ANTHRAX Going Back To 'New York Style And Attitude' On Upcoming Album

May 30, 2011

ANTHRAX drummer Charlie Benante spoke to Revolver magazine about the status of the recording sessions for the band's long-awaited new studio album, "Worship Music", tentatively due in September via Megaforce Records in the U.S. and Nuclear Blast Records in Europe.

"Worship Music", which was originally supposed to be released in 2009 and be the band's first CD with singer Dan Nelson, will mark the first new ANTHRAX recording to feature vocalist Joey Belladonna in 20 years.

"Some of the songs we tweaked, some of the songs we did more than tweak," said drummer Charlie Benante. "Some we started from scratch, and some were written just for this album."

"With Joey singing them, they sound like classic ANTHRAX. The hair on my arms stood up when he started singing them. It was ANTHRAX once again."

Guitarist Scott Ian agreed. "The songs like sound like metal. They sound like ANTHRAX circa 1987 through a 2011 filter."

"I think this record is more of a celebration for us," Benante added. "We haven't had a new record since 2003. The ups and downs in between really reflect the mood of this record. There is a lot of aggression, emotion and power. I feel like this is once again back to our New York style and attitude."

Songtitles set to appear on "Worship Music" include "Fight 'Em 'Til You Can't", "I'm Alive", "Crawl", "The Giant", "Earth On Hell" and "Down Goes The Sun".
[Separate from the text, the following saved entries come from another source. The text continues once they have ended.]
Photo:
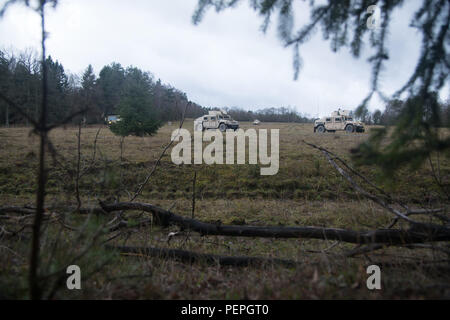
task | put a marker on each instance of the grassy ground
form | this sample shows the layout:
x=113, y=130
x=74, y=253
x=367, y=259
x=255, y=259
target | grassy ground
x=306, y=191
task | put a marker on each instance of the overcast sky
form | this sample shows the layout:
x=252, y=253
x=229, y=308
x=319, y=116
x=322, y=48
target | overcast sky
x=224, y=61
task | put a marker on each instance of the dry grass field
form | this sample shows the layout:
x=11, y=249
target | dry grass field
x=307, y=191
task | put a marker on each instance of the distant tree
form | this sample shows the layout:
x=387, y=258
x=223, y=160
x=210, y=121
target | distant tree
x=110, y=82
x=58, y=88
x=89, y=93
x=347, y=24
x=138, y=116
x=376, y=117
x=416, y=137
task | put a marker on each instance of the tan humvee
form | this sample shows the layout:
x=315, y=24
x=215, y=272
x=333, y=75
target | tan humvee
x=340, y=120
x=215, y=120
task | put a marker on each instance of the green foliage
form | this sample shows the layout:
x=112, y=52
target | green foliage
x=138, y=116
x=415, y=136
x=414, y=139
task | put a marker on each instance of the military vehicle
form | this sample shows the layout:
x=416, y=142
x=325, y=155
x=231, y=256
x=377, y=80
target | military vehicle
x=340, y=120
x=215, y=120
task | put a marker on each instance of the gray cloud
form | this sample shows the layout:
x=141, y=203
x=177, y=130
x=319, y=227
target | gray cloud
x=224, y=61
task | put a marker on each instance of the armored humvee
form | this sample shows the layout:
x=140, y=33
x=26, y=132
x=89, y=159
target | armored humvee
x=215, y=120
x=340, y=120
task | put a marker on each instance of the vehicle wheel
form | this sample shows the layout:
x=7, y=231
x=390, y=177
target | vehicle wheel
x=199, y=127
x=320, y=129
x=349, y=128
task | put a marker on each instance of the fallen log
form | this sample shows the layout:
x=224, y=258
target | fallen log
x=381, y=236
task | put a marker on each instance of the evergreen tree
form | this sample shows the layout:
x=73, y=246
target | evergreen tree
x=138, y=116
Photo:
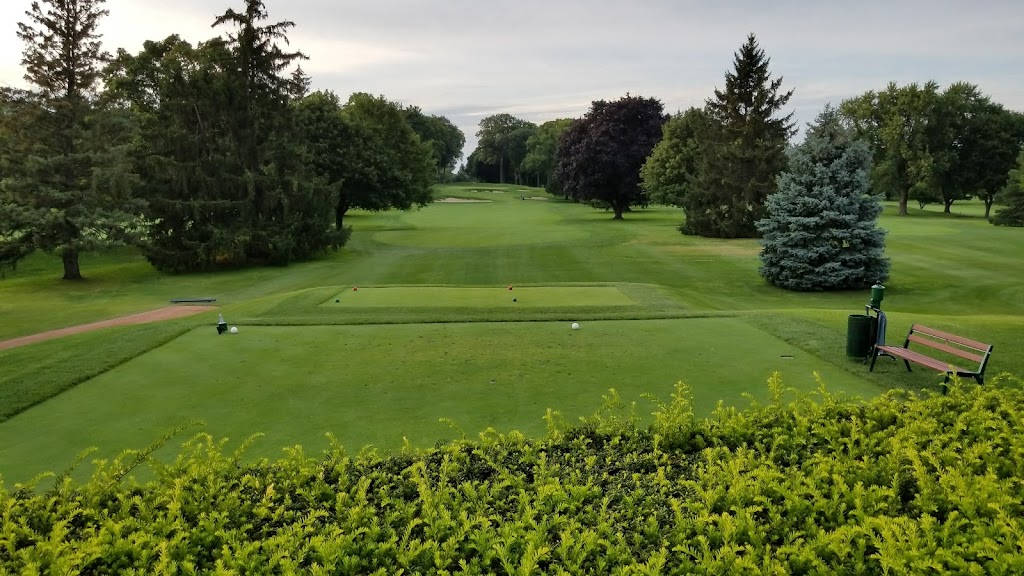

During a chat with RockMusicStar.com, ANTHRAX singer Joey Belladonna was asked if working on the band's new songs was a challenge because of the fact that most of the material was written for previous vocalist, Dan Nelson. "I kind of hate that someone was already singing this stuff and now I have to kind of dance around it and do it all over," he said. "They [the rest of ANTHRAX] have in their mind already how they want it to sound, so it's kind of hard to shake it away. They are not going to say to me, 'Go on and do something totally different and we will just dig it.' [Laughs] It's hard, but I'm not worried about it."